Elderly populations could be ten times more at risk of being exposed to a heat wave in 2090 than they are now if climate change isn’t abated, according to a new report.
The report, published by the U.K.’s Royal Society, looked at the worldwide population’s vulnerability to extreme weather events as climate change progresses, focusing specifically on the elderly. In addition to its findings on heat waves, the report found that by 2090, flood exposure events — which the report defines as the size of the vulnerable population multiplied by the frequency of the extreme weather event — will increase by about one billion per year, and drought exposure events will increase by about 600 million per year.
The researchers came to these findings by taking population growth and demographic change predictions as well as climate change projections into account. According to the report, changes in age demographics and where populations are living will have a significant effect on how vulnerable they are to climate change impacts.
“People are increasingly living in the wrong places, and it’s likely that extreme events will be more common,” lead author of the report Georgina Mace told the BBC. “For most hazards, population increase contributes at least as much as climate change — sometimes more. We are making ourselves more vulnerable whilst making the climate more extreme.”

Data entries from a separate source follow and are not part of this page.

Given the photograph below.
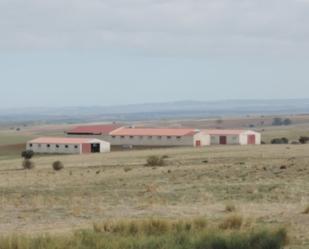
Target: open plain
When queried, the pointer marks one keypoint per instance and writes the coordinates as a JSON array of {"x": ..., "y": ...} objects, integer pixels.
[{"x": 266, "y": 184}]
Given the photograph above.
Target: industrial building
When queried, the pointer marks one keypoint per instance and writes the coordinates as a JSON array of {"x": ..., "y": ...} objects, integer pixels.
[
  {"x": 233, "y": 137},
  {"x": 64, "y": 145},
  {"x": 160, "y": 137},
  {"x": 94, "y": 131}
]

The world’s elderly population is projected to rise over the next several decades — a concerning trend when coupled with climate change projections, since the elderly are among the most vulnerable to climate change impacts. A September 2003 heatwave in France claimed nearly 15,000 lives — most of them elderly. Elderly people, especially if they live alone, may not be able to move to cooler locations during heat waves, and those suffering from dementia or mental illness may not be able to properly care for themselves.

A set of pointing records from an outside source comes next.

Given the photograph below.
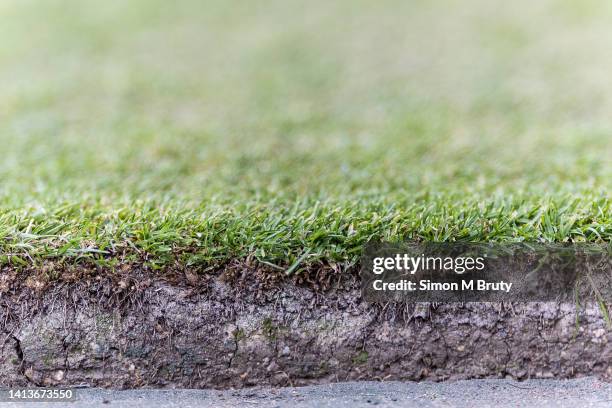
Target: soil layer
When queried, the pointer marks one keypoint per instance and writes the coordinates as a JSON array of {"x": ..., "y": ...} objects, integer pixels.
[{"x": 237, "y": 329}]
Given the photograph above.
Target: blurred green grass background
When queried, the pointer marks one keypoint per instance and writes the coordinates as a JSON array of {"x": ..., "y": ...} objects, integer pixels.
[{"x": 196, "y": 132}]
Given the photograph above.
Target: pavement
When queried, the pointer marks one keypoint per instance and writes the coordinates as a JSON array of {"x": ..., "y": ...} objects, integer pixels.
[{"x": 585, "y": 392}]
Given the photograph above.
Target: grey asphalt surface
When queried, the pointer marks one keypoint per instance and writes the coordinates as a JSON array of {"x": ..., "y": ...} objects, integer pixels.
[{"x": 586, "y": 392}]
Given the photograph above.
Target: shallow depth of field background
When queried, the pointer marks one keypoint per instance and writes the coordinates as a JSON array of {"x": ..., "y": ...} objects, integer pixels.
[{"x": 201, "y": 131}]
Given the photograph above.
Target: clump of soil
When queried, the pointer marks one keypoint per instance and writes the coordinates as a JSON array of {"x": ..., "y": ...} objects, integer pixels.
[{"x": 243, "y": 327}]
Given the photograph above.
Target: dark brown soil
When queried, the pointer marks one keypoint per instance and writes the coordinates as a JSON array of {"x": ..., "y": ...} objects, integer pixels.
[{"x": 236, "y": 329}]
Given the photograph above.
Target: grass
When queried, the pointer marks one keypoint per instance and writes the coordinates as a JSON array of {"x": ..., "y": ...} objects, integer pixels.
[{"x": 197, "y": 132}]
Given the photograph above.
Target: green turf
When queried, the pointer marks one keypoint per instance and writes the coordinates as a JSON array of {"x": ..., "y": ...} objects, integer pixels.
[{"x": 196, "y": 132}]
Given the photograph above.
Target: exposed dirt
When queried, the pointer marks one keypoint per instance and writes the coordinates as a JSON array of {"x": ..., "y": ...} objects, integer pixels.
[{"x": 236, "y": 329}]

“The main issue is that the elderly are not thinking about [the risks],” registered nurse Phillip Russertt told ABC in 2011. “They don’t get warm like we do; they tend to drink fewer fluids on a regular basis. They feel like they’re fine but that doesn’t mean they are not at risk.”
The report recommended that countries around the world make climate resilience a priority, and that governments should coordinate efforts with one another.

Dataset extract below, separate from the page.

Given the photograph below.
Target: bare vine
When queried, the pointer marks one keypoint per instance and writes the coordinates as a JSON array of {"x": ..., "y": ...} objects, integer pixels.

“If international organisations and national governments direct more funds to resilience-building, the need for costly disaster responses will be reduced,” the report states. “Internationally agreed metrics based on ‘inputs’ to resilience-building such as the proportion of the population with access to emergency shelters or proportion of the coast with intact coral reefs would help highlight where greater preventative expenditure is needed.”
The report isn’t the only one to warn about increased exposure to extreme weather events as climate change progresses. Already, the U.S. has had to struggle with a variety of costly extreme weather events: in 2011, the U.S. experienced 14 extreme weather events that caused more than $1 billion in damage, and in 2012, the country experienced 12 such events. Scientists predict that heat waves, droughts, and extreme rainfall and flooding will all become more frequent and more intense as the earth warms.